Now it’s on the air.
A political committee backing Fetterman's opponent in the general election, Republican Mehmet Oz, is launching a 30-second TV ad about the incident that started airing Tuesday on networks that have solid African American viewership, such as Black Entertainment Television, the Oprah Winfrey Network, MSNBC and ESPN, the group, American Leadership Action, said by email. The committee also has a companion 15-second digital ad designed to reach Black voters on their smartphones and social media feeds.
The $500,000 ad campaign comes as Oz, the celebrity TV doctor, has struggled to gain traction since his bruising May 17 primary. At the same time, Fetterman, Pennsylvania’s lieutenant governor, easily bested his opponents — even though he had just suffered a life-threatening stroke from which he’s still recovering.
Fetterman leads in nearly every poll, and by double digits in some surveys, prompting Republicans to train their fire on him to keep Democrats from flipping the Senate seat that Republican Pat Toomey is giving up.

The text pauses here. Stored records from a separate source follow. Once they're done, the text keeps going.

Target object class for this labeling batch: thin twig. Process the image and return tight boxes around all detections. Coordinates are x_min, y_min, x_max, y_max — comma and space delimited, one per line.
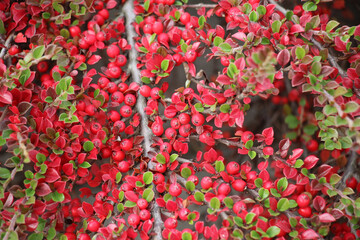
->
0, 33, 14, 58
123, 0, 164, 240
184, 3, 218, 8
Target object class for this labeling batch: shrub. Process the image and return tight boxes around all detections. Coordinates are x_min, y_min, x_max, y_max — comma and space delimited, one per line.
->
0, 0, 360, 240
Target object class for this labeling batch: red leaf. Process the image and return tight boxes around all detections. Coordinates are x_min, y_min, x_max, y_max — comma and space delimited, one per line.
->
277, 49, 290, 67
302, 155, 319, 169
125, 191, 139, 203
14, 33, 27, 43
281, 184, 296, 197
313, 196, 326, 212
0, 88, 13, 104
319, 213, 336, 223
88, 55, 101, 65
106, 0, 117, 9
301, 229, 319, 239
45, 168, 60, 183
290, 24, 304, 34
35, 183, 51, 197
166, 200, 178, 212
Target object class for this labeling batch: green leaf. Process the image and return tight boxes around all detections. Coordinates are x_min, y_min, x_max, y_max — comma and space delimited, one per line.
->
219, 43, 232, 53
248, 151, 256, 160
245, 212, 256, 224
285, 115, 300, 129
250, 230, 261, 239
83, 141, 94, 152
256, 5, 266, 16
271, 20, 281, 33
215, 161, 225, 172
194, 103, 205, 112
143, 188, 155, 202
79, 162, 91, 168
46, 227, 56, 240
194, 192, 205, 202
198, 15, 206, 28
144, 0, 150, 11
116, 203, 125, 213
277, 198, 290, 212
27, 233, 44, 240
210, 197, 220, 210
52, 191, 65, 202
143, 172, 154, 184
19, 69, 31, 85
124, 200, 136, 208
181, 167, 191, 178
223, 197, 234, 209
266, 226, 280, 238
295, 47, 306, 60
0, 168, 11, 179
0, 19, 6, 34
277, 177, 289, 192
161, 59, 170, 71
156, 153, 166, 164
344, 101, 359, 113
249, 11, 259, 22
185, 181, 195, 192
33, 45, 45, 59
245, 140, 254, 149
181, 232, 192, 240
326, 20, 340, 32
303, 2, 317, 12
330, 173, 341, 185
170, 153, 179, 163
220, 104, 230, 113
213, 36, 224, 47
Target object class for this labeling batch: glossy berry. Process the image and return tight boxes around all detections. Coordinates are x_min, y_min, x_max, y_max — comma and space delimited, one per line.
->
298, 206, 312, 218
169, 183, 182, 197
231, 179, 246, 192
226, 162, 240, 175
128, 213, 140, 227
200, 177, 213, 190
87, 220, 101, 232
296, 193, 310, 208
241, 131, 254, 143
164, 218, 178, 229
136, 198, 149, 209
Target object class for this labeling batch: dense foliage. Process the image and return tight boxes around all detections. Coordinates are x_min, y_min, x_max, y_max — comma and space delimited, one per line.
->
0, 0, 360, 240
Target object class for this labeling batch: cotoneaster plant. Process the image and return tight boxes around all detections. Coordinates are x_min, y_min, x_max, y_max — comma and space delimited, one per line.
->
0, 0, 360, 240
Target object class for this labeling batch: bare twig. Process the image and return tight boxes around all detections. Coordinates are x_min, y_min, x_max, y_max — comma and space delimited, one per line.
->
184, 3, 217, 8
0, 33, 14, 58
123, 0, 164, 240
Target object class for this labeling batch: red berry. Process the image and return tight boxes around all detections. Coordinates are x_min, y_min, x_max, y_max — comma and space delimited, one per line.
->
218, 183, 231, 196
241, 131, 254, 143
151, 122, 164, 137
231, 179, 246, 192
118, 161, 130, 173
139, 209, 151, 221
164, 218, 178, 229
169, 183, 182, 197
226, 162, 240, 175
191, 113, 205, 127
139, 85, 151, 97
87, 220, 101, 232
136, 198, 149, 209
306, 139, 319, 152
200, 177, 213, 190
296, 193, 310, 208
298, 206, 312, 218
128, 213, 140, 227
346, 177, 357, 189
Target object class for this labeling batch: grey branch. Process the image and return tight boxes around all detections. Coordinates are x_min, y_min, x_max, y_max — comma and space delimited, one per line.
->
123, 0, 164, 240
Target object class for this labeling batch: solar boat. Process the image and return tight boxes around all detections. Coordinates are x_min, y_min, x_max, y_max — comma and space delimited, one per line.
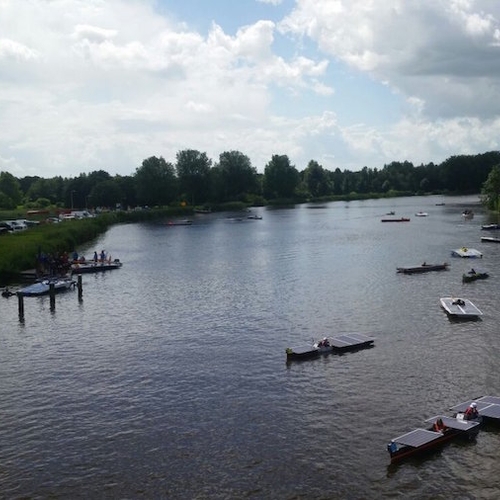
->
451, 247, 483, 259
286, 333, 375, 360
396, 262, 448, 274
387, 415, 480, 463
439, 297, 483, 319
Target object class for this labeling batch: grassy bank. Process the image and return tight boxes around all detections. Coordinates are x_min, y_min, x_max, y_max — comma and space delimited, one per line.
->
0, 208, 192, 286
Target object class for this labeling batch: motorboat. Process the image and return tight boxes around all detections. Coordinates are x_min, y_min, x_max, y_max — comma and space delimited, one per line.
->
387, 415, 480, 463
451, 247, 483, 259
286, 333, 375, 360
396, 262, 448, 274
17, 277, 76, 297
439, 297, 483, 319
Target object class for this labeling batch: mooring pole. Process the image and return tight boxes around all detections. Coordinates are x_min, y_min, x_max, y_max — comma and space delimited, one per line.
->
76, 274, 83, 299
49, 283, 56, 311
17, 292, 24, 321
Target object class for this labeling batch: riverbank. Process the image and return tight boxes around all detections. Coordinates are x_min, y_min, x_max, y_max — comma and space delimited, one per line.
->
0, 208, 192, 286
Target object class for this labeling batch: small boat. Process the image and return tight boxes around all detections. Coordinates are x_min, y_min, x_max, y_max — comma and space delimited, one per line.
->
450, 396, 500, 424
481, 224, 500, 231
286, 333, 375, 360
462, 269, 490, 283
396, 262, 448, 274
439, 297, 483, 319
17, 277, 76, 297
387, 415, 480, 463
451, 247, 483, 259
481, 236, 500, 243
167, 219, 193, 226
382, 217, 410, 222
71, 259, 123, 274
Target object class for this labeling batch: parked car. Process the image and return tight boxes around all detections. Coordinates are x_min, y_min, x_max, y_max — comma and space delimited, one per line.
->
5, 220, 28, 232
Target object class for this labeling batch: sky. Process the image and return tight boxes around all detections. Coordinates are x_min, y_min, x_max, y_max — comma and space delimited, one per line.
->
0, 0, 500, 178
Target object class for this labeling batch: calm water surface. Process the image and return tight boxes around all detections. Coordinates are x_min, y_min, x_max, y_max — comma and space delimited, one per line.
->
0, 197, 500, 499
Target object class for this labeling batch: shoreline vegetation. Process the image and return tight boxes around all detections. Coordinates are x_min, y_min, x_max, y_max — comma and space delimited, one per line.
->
0, 192, 488, 286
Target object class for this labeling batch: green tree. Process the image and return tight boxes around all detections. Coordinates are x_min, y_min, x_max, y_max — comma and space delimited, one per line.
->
0, 172, 23, 208
212, 151, 258, 201
264, 155, 299, 199
481, 165, 500, 212
304, 160, 330, 198
176, 149, 212, 205
89, 179, 123, 208
135, 156, 177, 206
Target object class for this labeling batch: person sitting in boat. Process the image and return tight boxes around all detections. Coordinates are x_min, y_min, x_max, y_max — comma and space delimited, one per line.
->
432, 418, 446, 432
464, 401, 479, 420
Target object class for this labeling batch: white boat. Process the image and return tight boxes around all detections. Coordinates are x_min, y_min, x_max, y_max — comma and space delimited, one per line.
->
439, 297, 483, 319
451, 247, 483, 259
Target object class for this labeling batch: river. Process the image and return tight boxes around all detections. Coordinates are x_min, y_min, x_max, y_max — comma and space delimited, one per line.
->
0, 196, 500, 499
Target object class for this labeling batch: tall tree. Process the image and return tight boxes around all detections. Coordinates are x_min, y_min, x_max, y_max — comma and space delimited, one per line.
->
135, 156, 177, 206
264, 155, 299, 198
304, 160, 330, 198
88, 179, 123, 208
176, 149, 212, 205
0, 172, 23, 208
481, 165, 500, 212
215, 151, 257, 201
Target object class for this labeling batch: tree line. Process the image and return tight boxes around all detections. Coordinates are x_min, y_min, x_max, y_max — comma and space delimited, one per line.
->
0, 149, 500, 210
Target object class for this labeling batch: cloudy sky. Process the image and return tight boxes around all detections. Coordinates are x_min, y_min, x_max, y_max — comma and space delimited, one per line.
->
0, 0, 500, 177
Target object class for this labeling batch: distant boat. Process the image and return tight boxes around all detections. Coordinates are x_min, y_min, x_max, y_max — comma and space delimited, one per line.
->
451, 247, 483, 259
18, 278, 76, 297
381, 217, 410, 222
462, 269, 489, 283
439, 297, 483, 319
396, 262, 448, 274
167, 219, 193, 226
71, 259, 123, 274
481, 236, 500, 243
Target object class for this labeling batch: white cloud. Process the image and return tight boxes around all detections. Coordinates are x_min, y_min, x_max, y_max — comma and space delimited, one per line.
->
0, 0, 500, 177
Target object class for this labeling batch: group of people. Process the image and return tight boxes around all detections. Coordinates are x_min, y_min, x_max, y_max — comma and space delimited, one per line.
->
432, 401, 479, 433
464, 401, 479, 420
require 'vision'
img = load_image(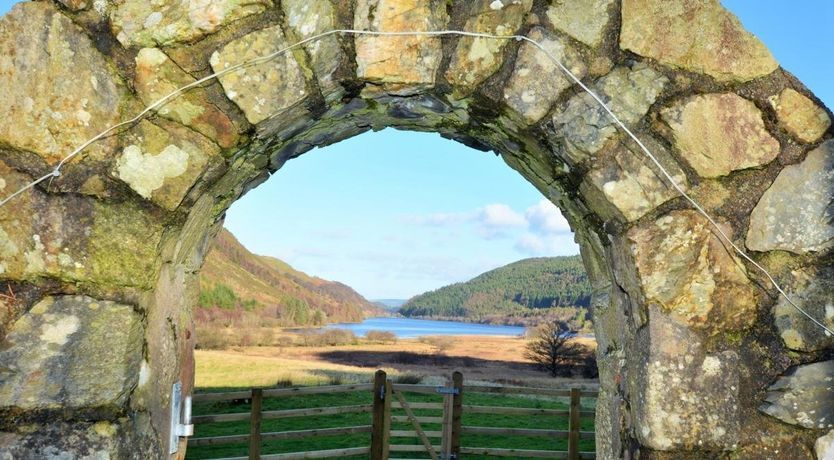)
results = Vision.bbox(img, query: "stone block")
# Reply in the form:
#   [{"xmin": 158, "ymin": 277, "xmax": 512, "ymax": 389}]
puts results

The incident happened nine years ago when Fetterman was mayor of the Pittsburgh-area town of Braddock. He said he heard what he thought was gunfire, saw a man running away, chased him down with his shotgun and detained him until police arrived. The jogger, Chris Miyares, was found at the time to have committed no crime. He is now incarcerated for an unrelated crime, and he recently told The Philadelphia Inquirer that he both forgives and supports Fetterman.
Fetterman has acknowledged he made a mistake, but he hasn't offered a full-throated apology, concerning grassroots activists like the Rev. Mark Kelly Tyler, a top Philadelphia Democratic organizer who helped turn out Black voters in big numbers to aid President Joe Biden 2020 victory in the state.
“I expected this ad as sure as the sun rises in the east and sets in the west,” said Tyler, who predicted this spring that Republicans would weaponize the issue against Fetterman to keep Black voters at home.
About 11% of the state’s voters are Black. To win in the evenly divided swing state, Democrats often rely on maximizing their turnout, especially in Philadelphia and Pittsburgh.
A recent poll from Franklin & Marshall College suggested that while Fetterman led Oz by as much as 13 percentage points overall, the percentage of nonwhite voters who had no preference was double that of white voters — a sign of a lack of intensity that could spell trouble for Fetterman, said the college’s pollster, Berwood Yost.
“When we were interviewing for our poll, people in Philly just didn’t seem all that energized or engaged with the race,” Yost said. “I expect the race to tighten.”
In a written statement to NBC News on behalf of the Fetterman campaign, state Sen. Vincent Hughes, who represents a west Philadelphia district, criticized Oz as "an out of touch millionaire."
"While Oz spends his time in his mansions in New Jersey, John Fetterman was the three term mayor of Braddock, a majority black town, and has worked hand in hand with the black community for years," Hughes said. "Black voters are excited to vote for John because of his long record, and because they know he will fight for them in Washington.”
Fetterman’s Democratic opponents in the primary, state Rep. Malcolm Kenyatta and former U.S. Rep. Conor Lamb, who have since endorsed him, criticized him during the primary for his behavior at the time.
Kenyatta said the political dynamic has changed since the primary as inflation has eased and Democrats and women have become more engaged now that the Supreme Court has eliminated federal protections for abortion, which Oz has called “murder.”
At the same time, Kenyatta said, Oz can’t escape his association with the Republican gubernatorial nominee, Doug Mastriano, a far-right candidate who was photographed in 2017 dressed as a Confederate soldier when he was on the faculty of the Army War College.
“Voters see who the radical party is,” Kenyatta said.